The surging flow of newcomers from these latter parts of Europe happened because Canadian manufacturers, railway companies, and resource extraction industries needed, and clamoured for, a large pool of labour to supply the goods and services required by the new settlers. Responding to the demands of the ever vociferous and powerful business lobby, the government of the day opened the floodgates wider, admitting in the process increasing numbers of unskilled and semi-skilled labour in the period 1911 to 1913.

Not surprisingly, the rapid transformation of this country, particularly Western Canada, into a polyglot society produced tensions. In fact, public debate raged over the assimilability of those immigrants whose language was incomprehensible, whose religion was strange, and whose education lacked a grounding in even the fundamentals of parliamentary democracy.

James Woodsworth, the well-known, Ontario-born Methodist minister, social reformer, and pacifist , was one of many Canadians who expressed these concerns. In his case they were sharpened by his experience with newly arrived immigrants whom he served as superintendent of All People’s Mission in Winnipeg’s north end in the early years of the twentieth century.

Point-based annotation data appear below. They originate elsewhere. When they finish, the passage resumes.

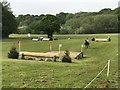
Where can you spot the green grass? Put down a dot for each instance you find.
(41, 74)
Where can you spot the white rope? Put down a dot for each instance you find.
(95, 77)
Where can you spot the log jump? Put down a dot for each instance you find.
(73, 55)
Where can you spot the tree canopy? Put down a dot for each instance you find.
(104, 21)
(49, 24)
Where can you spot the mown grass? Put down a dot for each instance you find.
(41, 74)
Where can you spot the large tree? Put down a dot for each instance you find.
(9, 24)
(49, 24)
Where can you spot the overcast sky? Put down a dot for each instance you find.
(37, 7)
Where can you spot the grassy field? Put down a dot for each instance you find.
(43, 74)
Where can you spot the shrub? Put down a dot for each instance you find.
(66, 57)
(13, 53)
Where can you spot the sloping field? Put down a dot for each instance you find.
(43, 74)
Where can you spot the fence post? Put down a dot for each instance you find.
(108, 68)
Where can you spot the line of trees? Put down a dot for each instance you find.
(104, 21)
(9, 23)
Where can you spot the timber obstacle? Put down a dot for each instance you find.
(73, 55)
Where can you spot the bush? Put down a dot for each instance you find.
(66, 57)
(13, 53)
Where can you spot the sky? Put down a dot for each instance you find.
(37, 7)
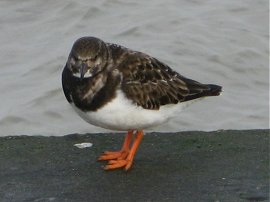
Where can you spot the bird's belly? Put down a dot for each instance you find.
(121, 114)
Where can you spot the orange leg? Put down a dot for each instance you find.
(122, 154)
(126, 162)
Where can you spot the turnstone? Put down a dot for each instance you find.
(116, 88)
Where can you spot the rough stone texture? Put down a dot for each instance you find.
(187, 166)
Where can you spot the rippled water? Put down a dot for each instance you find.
(222, 42)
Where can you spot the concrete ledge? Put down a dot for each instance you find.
(186, 166)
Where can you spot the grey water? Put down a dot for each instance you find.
(221, 42)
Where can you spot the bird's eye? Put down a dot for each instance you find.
(93, 58)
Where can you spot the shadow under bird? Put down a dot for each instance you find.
(116, 88)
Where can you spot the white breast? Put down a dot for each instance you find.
(121, 114)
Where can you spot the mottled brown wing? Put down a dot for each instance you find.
(151, 84)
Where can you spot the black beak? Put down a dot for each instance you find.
(83, 70)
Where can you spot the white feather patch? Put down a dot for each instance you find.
(121, 114)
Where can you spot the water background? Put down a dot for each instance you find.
(222, 42)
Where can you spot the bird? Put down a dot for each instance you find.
(117, 88)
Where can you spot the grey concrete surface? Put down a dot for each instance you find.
(215, 166)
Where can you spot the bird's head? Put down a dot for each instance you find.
(88, 57)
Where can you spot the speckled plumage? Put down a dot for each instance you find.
(116, 88)
(144, 80)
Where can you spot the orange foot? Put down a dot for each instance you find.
(124, 157)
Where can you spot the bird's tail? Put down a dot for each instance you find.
(213, 90)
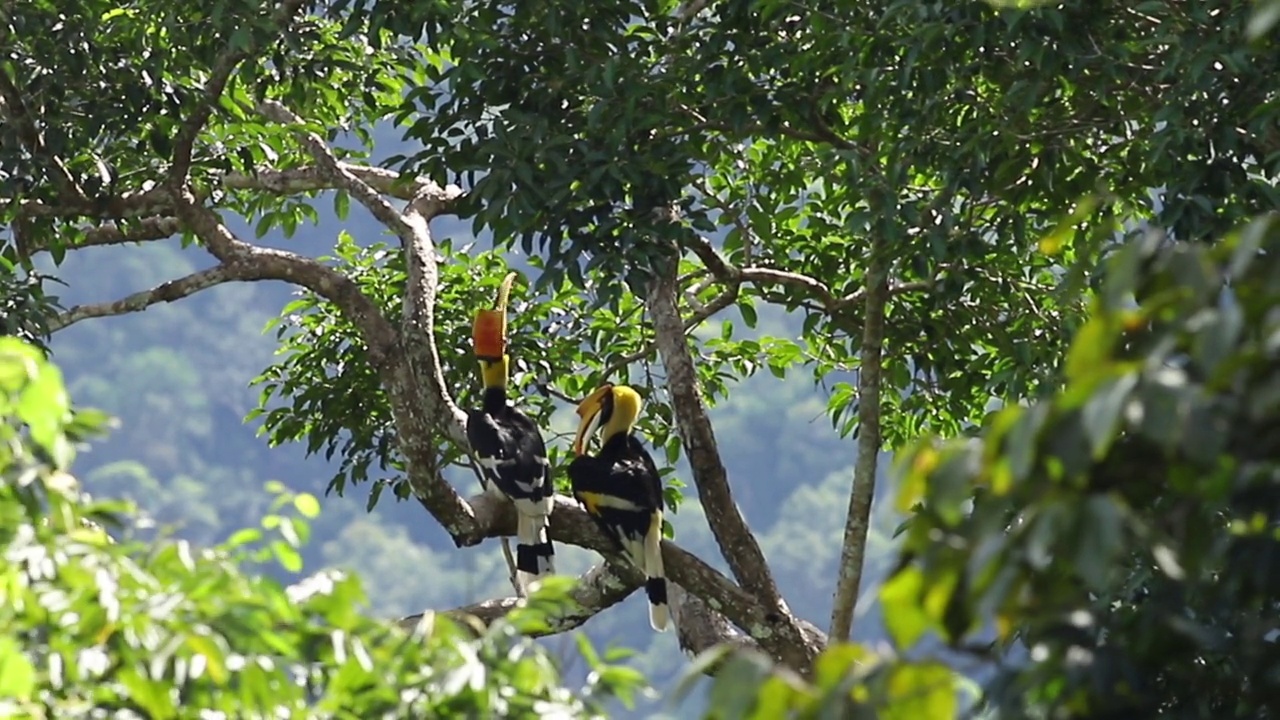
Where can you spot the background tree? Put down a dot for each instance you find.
(894, 172)
(164, 629)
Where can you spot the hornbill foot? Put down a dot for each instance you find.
(466, 540)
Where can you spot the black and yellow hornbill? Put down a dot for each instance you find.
(620, 487)
(510, 446)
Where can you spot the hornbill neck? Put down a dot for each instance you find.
(616, 442)
(494, 400)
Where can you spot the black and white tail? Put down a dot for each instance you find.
(656, 577)
(535, 557)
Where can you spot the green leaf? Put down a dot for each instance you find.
(1100, 540)
(151, 695)
(1101, 414)
(904, 615)
(17, 673)
(307, 505)
(920, 689)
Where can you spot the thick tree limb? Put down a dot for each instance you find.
(699, 628)
(14, 108)
(164, 292)
(385, 351)
(158, 201)
(736, 542)
(768, 625)
(597, 589)
(853, 548)
(421, 405)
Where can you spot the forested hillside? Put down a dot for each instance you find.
(891, 359)
(177, 378)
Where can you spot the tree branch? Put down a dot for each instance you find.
(420, 401)
(858, 520)
(13, 106)
(158, 200)
(213, 90)
(164, 292)
(699, 628)
(699, 315)
(387, 352)
(597, 589)
(732, 534)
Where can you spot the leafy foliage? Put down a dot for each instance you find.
(766, 122)
(849, 680)
(94, 625)
(1124, 531)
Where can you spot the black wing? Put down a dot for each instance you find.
(511, 451)
(649, 477)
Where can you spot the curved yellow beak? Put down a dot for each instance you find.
(589, 413)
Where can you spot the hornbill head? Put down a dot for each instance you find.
(489, 338)
(615, 408)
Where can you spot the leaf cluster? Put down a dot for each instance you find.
(170, 630)
(1124, 531)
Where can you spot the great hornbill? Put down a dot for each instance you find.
(510, 446)
(620, 487)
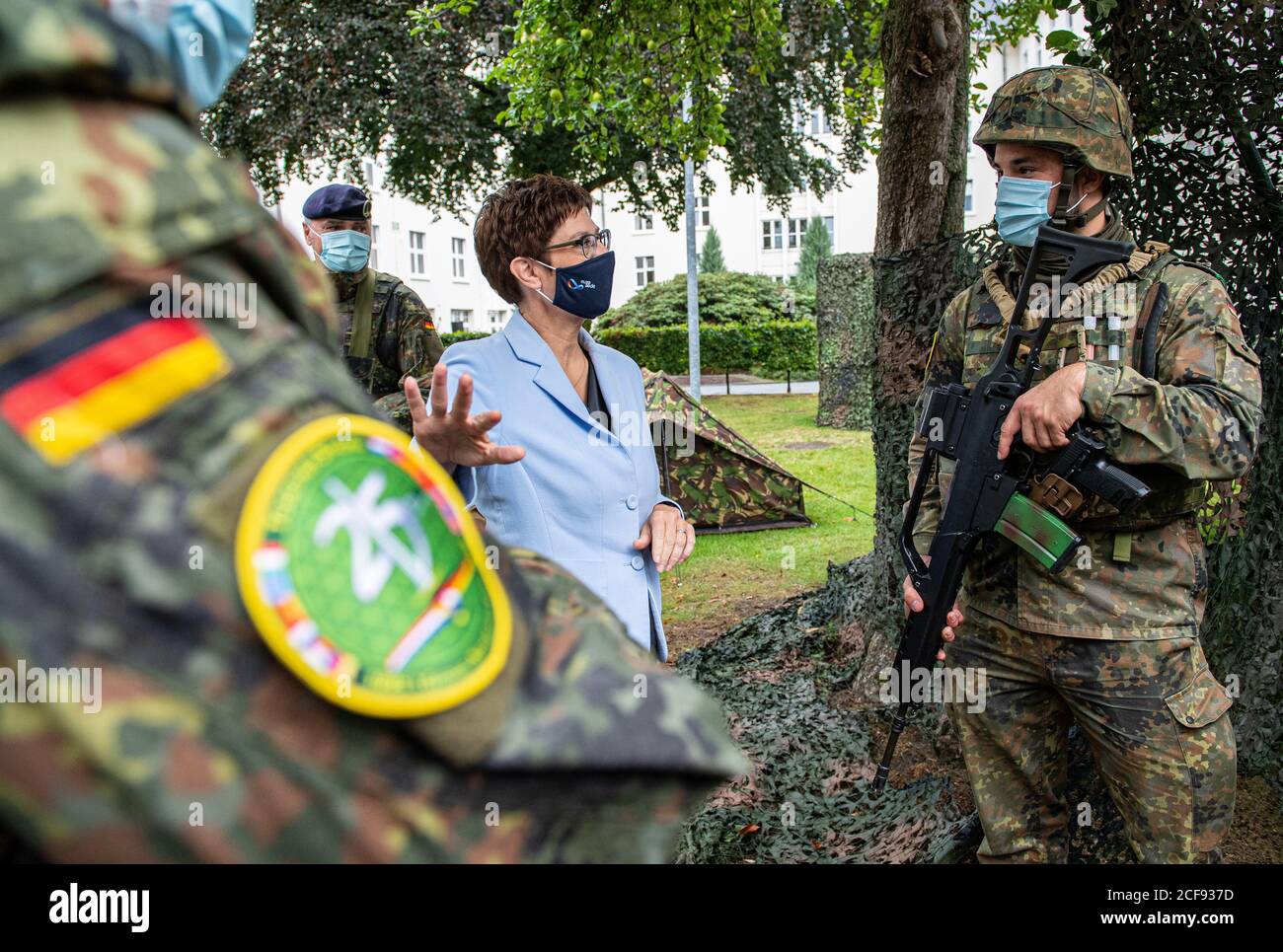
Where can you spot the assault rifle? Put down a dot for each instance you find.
(1022, 498)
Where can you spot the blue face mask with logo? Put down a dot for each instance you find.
(584, 289)
(344, 251)
(201, 39)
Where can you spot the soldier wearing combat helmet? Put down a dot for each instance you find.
(386, 331)
(1150, 355)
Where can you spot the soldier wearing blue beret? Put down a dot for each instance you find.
(386, 330)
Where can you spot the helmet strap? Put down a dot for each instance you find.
(1061, 217)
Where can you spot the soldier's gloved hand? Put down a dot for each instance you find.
(453, 438)
(1043, 413)
(914, 603)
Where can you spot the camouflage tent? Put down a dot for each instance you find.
(722, 482)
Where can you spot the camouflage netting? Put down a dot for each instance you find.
(848, 340)
(796, 682)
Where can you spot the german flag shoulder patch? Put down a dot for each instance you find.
(76, 385)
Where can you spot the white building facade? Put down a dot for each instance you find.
(432, 253)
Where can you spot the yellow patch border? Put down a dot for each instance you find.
(251, 532)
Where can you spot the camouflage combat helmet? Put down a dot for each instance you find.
(1072, 110)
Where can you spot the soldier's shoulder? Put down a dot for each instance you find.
(1176, 269)
(594, 699)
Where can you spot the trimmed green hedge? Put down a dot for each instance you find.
(725, 298)
(773, 348)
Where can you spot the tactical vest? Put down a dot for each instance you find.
(1115, 320)
(375, 304)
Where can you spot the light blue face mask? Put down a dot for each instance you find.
(344, 251)
(201, 39)
(1020, 208)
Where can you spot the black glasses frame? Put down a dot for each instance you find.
(586, 244)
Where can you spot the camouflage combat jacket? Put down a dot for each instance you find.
(118, 555)
(402, 340)
(1143, 576)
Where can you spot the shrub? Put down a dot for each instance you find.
(727, 297)
(771, 348)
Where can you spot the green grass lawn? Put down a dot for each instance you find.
(731, 576)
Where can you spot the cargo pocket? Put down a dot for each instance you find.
(1206, 739)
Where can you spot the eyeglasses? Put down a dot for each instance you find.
(588, 244)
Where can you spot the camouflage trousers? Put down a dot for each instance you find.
(1154, 715)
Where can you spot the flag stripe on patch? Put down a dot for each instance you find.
(54, 350)
(80, 374)
(108, 375)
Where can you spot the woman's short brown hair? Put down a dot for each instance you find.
(517, 221)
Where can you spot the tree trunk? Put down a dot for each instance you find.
(922, 179)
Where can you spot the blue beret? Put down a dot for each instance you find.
(344, 201)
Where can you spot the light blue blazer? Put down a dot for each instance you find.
(581, 494)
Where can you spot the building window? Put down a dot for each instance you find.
(457, 256)
(417, 259)
(645, 269)
(795, 227)
(773, 235)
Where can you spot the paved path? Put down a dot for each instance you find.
(715, 385)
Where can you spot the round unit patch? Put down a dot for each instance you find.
(364, 573)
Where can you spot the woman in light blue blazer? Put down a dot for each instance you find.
(586, 490)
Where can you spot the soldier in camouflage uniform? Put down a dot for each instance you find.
(135, 447)
(386, 330)
(1112, 641)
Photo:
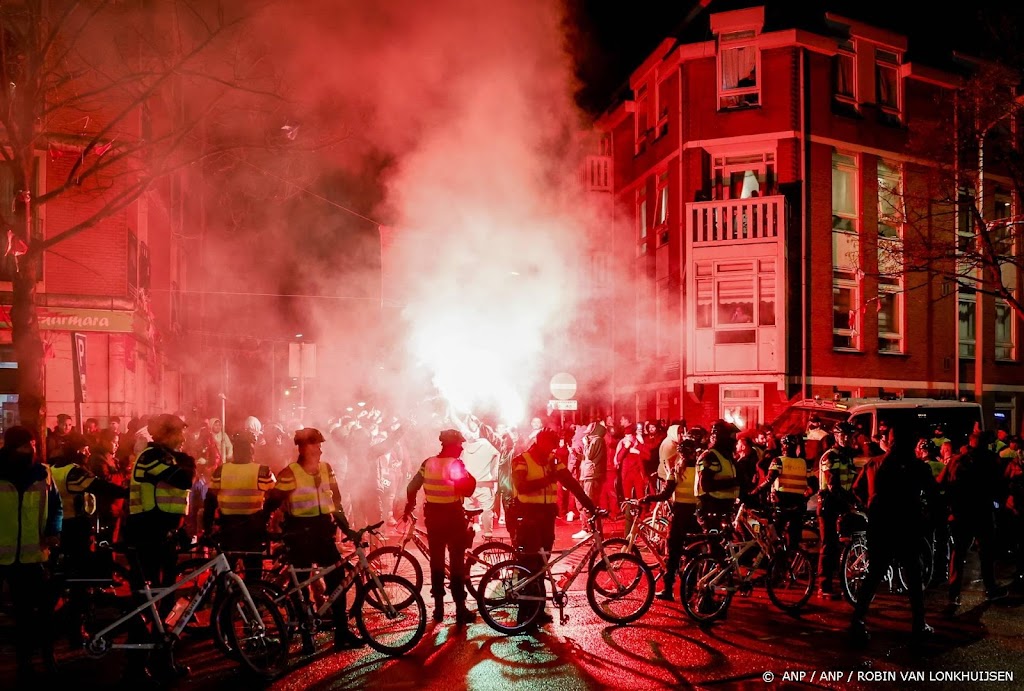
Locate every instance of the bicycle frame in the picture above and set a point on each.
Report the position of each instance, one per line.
(220, 567)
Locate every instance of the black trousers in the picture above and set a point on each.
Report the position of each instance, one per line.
(892, 543)
(965, 528)
(446, 534)
(684, 521)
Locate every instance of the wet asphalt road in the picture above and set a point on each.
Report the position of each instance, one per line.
(665, 649)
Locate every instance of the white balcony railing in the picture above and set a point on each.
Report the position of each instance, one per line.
(595, 173)
(755, 219)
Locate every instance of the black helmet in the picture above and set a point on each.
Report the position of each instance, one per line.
(721, 428)
(308, 435)
(846, 427)
(451, 437)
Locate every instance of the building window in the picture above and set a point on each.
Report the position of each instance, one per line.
(967, 325)
(735, 298)
(662, 210)
(1006, 331)
(846, 253)
(642, 119)
(642, 229)
(740, 177)
(738, 67)
(742, 405)
(845, 67)
(887, 81)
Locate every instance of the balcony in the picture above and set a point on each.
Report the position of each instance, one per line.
(595, 173)
(757, 219)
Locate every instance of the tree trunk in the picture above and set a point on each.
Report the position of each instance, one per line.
(27, 339)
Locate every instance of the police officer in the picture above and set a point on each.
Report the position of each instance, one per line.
(159, 490)
(158, 501)
(445, 483)
(238, 489)
(836, 474)
(679, 486)
(307, 490)
(536, 474)
(793, 480)
(30, 525)
(717, 485)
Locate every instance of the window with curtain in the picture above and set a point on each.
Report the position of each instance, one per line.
(887, 82)
(844, 66)
(739, 85)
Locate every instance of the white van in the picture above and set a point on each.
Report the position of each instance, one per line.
(919, 417)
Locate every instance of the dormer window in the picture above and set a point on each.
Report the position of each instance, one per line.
(739, 70)
(845, 67)
(887, 82)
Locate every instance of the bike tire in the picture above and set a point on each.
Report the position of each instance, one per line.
(388, 625)
(708, 603)
(853, 568)
(392, 560)
(621, 588)
(259, 638)
(791, 579)
(499, 600)
(481, 558)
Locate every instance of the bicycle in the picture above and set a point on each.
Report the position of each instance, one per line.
(397, 560)
(388, 609)
(652, 535)
(710, 580)
(253, 625)
(620, 587)
(854, 559)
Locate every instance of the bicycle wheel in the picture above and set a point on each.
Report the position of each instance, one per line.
(505, 601)
(259, 638)
(853, 568)
(481, 558)
(706, 589)
(393, 560)
(386, 624)
(791, 579)
(621, 588)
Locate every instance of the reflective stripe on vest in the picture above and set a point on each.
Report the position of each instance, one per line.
(240, 493)
(437, 485)
(22, 527)
(793, 476)
(684, 486)
(312, 495)
(839, 466)
(535, 471)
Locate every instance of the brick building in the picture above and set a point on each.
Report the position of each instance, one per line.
(757, 178)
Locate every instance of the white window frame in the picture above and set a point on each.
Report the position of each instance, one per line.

This prominent social reformer believed that if newcomers were to become good Canadians they had to embrace Anglo-Canadian Protestant values and become part of a Christian society. To achieve “Canadianization” he looked to the public school. As Woodsworth expressed it, “The public school is the most important factor in transforming foreigners into Canadians.”

Do many Canadians still share Woodsworth’s belief about the role of the public school?